In Des Moines, Iowa, the Iowa Capitol became the scene of controversy as a Satanic Temple display, known as a Baphomet statue, was vandalized. The individual accused of causing this damage is Michael Cassidy, a former U.S. Navy fighter pilot and Republican candidate in Mississippi’s State House District 45 election, which he recently lost to Democrat Keith Jackson.

The display, which had been permitted under the Capitol’s rules governing religious installations, had been a subject of criticism from conservatives, including presidential candidate Ron DeSantis. The Satanic Temple announced on Facebook that the Baphomet statue had been irreparably destroyed, though a portion of it remains intact.

Michael Cassidy, 35, was charged with fourth-degree criminal mischief by the Iowa Department of Public Safety. After his arrest, he was subsequently released.

Cassidy’s campaign website, still active, outlines his background as a Navy fighter pilot and pilot instructor. He identifies himself as a “Christian conservative” who is deeply committed to preserving the principles of liberty inherited from the Founding generation.

In 2022, Cassidy ran in a primary against incumbent U.S. Rep. Michael Guest, narrowly losing by fewer than 300 votes. His campaign efforts remain notable in the public sphere.

As of now, neither Cassidy nor The Satanic Temple has provided comments on the situation.

On the scene at the Capitol, part of the display remains, while an unidentified man sat before it, reciting Christian prayers and referring to Jesus. His stance in relation to the Satanic Temple remains unclear.
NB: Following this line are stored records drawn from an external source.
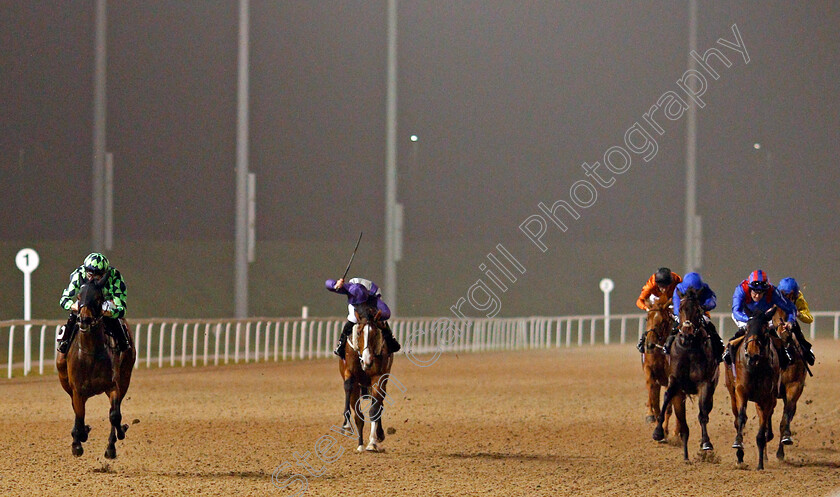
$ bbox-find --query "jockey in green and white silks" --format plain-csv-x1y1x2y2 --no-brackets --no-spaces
57,252,130,354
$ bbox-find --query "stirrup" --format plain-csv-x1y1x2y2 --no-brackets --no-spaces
722,345,732,366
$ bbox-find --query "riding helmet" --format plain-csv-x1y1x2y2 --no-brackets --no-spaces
747,269,770,292
82,252,111,273
776,278,799,295
654,267,673,286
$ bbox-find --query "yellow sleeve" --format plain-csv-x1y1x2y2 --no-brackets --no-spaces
796,292,814,324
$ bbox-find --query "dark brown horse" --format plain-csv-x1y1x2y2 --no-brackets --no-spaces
55,283,135,459
338,306,393,452
653,289,720,461
725,309,779,469
773,308,810,460
642,298,680,437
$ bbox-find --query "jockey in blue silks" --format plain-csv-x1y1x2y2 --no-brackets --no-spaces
723,269,796,369
664,273,723,362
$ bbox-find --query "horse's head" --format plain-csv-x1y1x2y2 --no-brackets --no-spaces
645,298,671,347
678,288,706,346
744,307,785,367
78,281,105,333
352,306,385,371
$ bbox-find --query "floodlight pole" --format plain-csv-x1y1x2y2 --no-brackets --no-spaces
234,0,248,318
382,0,398,315
685,0,703,273
90,0,107,252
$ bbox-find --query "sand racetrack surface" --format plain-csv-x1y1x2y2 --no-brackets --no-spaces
0,340,840,496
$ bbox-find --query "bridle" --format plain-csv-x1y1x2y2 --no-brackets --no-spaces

The display itself is located on the Capitol’s east side, near a column and an ornate staircase, about 100 feet from a Christmas tree displayed in the rotunda.

The Satanic Temple, based in Salem, Massachusetts, was founded in 2013 and defines itself as a “non-theistic religious organization” advocating for secularism. It distinguishes itself from the Church of Satan, founded in the 1960s.

Cassidy drew attention to the display earlier in the week when he reposted a message on social media that juxtaposed the removal of a Thomas Jefferson statue with the presence of the Satanic Temple display.

A legal defense fund for Cassidy was established following his arrest and temporarily paused after raising $20,000. However, Cassidy later announced that the fund was reopened due to potential additional legal charges.

The Polk County Attorney’s office has declined to comment on the matter.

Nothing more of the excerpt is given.